The Bureau of Labor Statistics estimates the demand for unskilled and low-skilled hourly workers will increase significantly between now and 2024. At the same time, the gap is widening between unskilled and skilled workers as jobs that formerly required minimum skills, like manufacturing, truck driving or repair, now require advanced knowledge and familiarity with technology.
This work is tough to do and getting tougher to learn and complete.
Despite their large numbers and the value of the work these individuals perform, the hourly wage earner is often misunderstood. Stereotypes include that they are unintelligent, lazy or incapable of doing higher-level work.
The truth is, hourly wage earners are intelligent. They are resourceful and ingenious problem solvers…they have to be to figure out how to support themselves and their families week to week.
Hourly Wage Earners Hold Essential Jobs
Today, in the midst of the coronavirus pandemic, hourly wage earners hold another distinctive position: many of them perform essential jobs.

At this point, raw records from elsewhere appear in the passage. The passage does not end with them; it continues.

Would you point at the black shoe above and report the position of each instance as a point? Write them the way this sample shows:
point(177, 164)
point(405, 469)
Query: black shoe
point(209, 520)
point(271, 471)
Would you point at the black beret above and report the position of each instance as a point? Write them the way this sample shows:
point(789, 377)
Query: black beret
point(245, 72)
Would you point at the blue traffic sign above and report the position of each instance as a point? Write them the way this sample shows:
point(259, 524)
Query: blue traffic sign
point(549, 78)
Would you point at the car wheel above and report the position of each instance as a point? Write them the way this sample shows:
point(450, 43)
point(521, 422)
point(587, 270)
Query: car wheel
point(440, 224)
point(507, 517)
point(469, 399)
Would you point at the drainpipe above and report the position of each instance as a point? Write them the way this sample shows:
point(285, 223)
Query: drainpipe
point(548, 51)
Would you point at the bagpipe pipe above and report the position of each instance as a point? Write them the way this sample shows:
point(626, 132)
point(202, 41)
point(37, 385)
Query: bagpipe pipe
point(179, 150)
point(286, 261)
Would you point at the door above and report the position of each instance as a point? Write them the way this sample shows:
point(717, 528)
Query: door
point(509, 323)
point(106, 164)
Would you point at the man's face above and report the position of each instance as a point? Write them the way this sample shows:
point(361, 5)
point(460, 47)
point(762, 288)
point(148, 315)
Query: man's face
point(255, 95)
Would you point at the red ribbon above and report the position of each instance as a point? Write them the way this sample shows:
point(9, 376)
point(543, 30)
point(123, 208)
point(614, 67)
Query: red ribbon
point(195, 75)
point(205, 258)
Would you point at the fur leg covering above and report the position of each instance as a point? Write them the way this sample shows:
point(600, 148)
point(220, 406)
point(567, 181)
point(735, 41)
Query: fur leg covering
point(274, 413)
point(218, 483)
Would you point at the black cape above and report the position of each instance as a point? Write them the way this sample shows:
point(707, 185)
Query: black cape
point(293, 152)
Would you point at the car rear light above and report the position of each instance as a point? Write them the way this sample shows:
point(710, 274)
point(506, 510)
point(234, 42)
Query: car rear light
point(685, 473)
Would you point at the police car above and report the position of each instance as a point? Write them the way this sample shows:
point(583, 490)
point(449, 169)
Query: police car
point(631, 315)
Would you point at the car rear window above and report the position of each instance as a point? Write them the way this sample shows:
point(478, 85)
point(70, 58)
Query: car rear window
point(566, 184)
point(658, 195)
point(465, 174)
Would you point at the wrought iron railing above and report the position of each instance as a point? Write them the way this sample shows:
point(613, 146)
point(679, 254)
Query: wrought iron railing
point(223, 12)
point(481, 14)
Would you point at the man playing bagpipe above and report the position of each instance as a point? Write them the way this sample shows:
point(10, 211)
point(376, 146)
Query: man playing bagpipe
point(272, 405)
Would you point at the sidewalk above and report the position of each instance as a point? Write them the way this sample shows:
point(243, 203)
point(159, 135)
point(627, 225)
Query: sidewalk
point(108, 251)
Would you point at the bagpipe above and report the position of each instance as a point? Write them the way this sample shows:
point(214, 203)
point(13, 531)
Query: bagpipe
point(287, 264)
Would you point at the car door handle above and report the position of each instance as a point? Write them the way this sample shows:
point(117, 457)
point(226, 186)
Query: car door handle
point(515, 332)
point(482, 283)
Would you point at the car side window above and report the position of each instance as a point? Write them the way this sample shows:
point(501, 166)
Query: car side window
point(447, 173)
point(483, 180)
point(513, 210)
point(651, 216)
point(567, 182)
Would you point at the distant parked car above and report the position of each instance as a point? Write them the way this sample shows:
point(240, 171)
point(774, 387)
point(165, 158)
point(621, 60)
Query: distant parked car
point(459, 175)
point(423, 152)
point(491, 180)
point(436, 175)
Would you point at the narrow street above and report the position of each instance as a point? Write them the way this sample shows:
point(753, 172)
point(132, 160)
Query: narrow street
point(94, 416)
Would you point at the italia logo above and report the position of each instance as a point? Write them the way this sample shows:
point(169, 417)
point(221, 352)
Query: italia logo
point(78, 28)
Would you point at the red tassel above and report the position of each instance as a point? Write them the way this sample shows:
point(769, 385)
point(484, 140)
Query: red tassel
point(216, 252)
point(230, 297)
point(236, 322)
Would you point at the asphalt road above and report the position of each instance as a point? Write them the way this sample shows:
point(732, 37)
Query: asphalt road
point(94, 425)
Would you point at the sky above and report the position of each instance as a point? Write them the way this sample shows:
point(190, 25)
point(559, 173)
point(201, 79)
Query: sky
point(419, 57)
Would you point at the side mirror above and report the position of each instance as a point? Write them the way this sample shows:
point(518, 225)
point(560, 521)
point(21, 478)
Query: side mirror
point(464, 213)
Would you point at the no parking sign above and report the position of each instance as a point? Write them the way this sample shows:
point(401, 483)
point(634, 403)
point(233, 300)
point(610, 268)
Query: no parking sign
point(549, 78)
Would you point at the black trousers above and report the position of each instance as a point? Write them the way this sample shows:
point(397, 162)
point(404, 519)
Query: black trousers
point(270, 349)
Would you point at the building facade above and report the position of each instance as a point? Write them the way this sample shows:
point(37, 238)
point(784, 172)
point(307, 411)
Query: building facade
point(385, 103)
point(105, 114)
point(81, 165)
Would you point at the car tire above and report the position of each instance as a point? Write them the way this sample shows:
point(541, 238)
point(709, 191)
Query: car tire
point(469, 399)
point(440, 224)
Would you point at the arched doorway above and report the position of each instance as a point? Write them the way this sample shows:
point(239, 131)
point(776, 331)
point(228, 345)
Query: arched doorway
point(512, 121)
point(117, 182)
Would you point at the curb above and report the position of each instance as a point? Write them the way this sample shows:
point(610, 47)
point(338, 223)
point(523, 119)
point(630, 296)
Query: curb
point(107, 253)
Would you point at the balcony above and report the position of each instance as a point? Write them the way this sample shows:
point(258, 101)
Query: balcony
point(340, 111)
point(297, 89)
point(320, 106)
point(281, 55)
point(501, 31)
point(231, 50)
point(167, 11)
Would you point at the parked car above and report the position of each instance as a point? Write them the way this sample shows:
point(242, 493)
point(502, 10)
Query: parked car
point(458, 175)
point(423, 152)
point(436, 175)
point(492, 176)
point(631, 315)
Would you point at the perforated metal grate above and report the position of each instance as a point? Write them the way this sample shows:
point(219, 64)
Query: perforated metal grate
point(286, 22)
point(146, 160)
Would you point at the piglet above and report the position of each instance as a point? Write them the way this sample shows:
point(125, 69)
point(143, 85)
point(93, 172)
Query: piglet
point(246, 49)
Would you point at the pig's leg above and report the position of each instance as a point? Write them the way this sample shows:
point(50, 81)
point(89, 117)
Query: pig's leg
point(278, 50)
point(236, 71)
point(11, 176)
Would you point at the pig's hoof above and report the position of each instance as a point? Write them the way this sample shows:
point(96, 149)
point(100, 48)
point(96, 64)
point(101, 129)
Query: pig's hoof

They also make up many of the millions of workers who have filed for unemployment benefits after being let go from jobs as servers and bartenders, cooks and retail clerks.
That’s where the staffing industry comes in.
Richard Walquist, president and chief executive officer of the American Staffing Association, released this statement about the staffing industry’s response and role during the COVID-19 pandemic.
“During one of the worst crises ever to face our country, staffing agencies are playing a vital role in helping to ensure the flow of essential goods and services the American people need to weather the storm.”
Staffing companies provide a flexible workforce to companies looking to supplement their full-time workforce, flex the number of their employees up or down with demand, or relieve themselves of the financial burdens and risks of hiring FTEs.
In 2019, the staffing industry put 16 million people to work. It put more than 3 million people to work each day and has done so consistently for the last six years.
This is the staffing industry’s role in our economy. This is Active’s role for companies in the light industrial sector.
Hourly Workers & Active Staffing
Active’s temporary associates are hourly wage earners in low- or unskilled jobs. In 2019, the company put 11,000 people to work. Active has been meeting the needs of job seekers and clients since 1947.
“During the coronavirus pandemic, we are open. We are hiring. We are here for our associates. We are here for our clients whose businesses are facing high demand during the crisis,” said Benny Elzweig, Active’s chief operating officer.
Active takes seriously its promise to help its temporary associates improve their lives through meaningful work. They offer good jobs, flexibility, safe working conditions, and benefits.
Active also builds relationships with its employees. At a time when human contact is curtailed, these connections are vital.
A job with Active can be the gateway to a long-term career. In fact, 20% of Active’s associates are hired by the company’s clients into regular staff roles. At one Active client, the entire management team is made up of former Active associates.
“We create opportunities for hourly wage earners,” Elzweig said. “We help these important members of America’s workforce find meaningful work, grow in their careers, and provide for their families.
“We help people build skills that will last a lifetime.”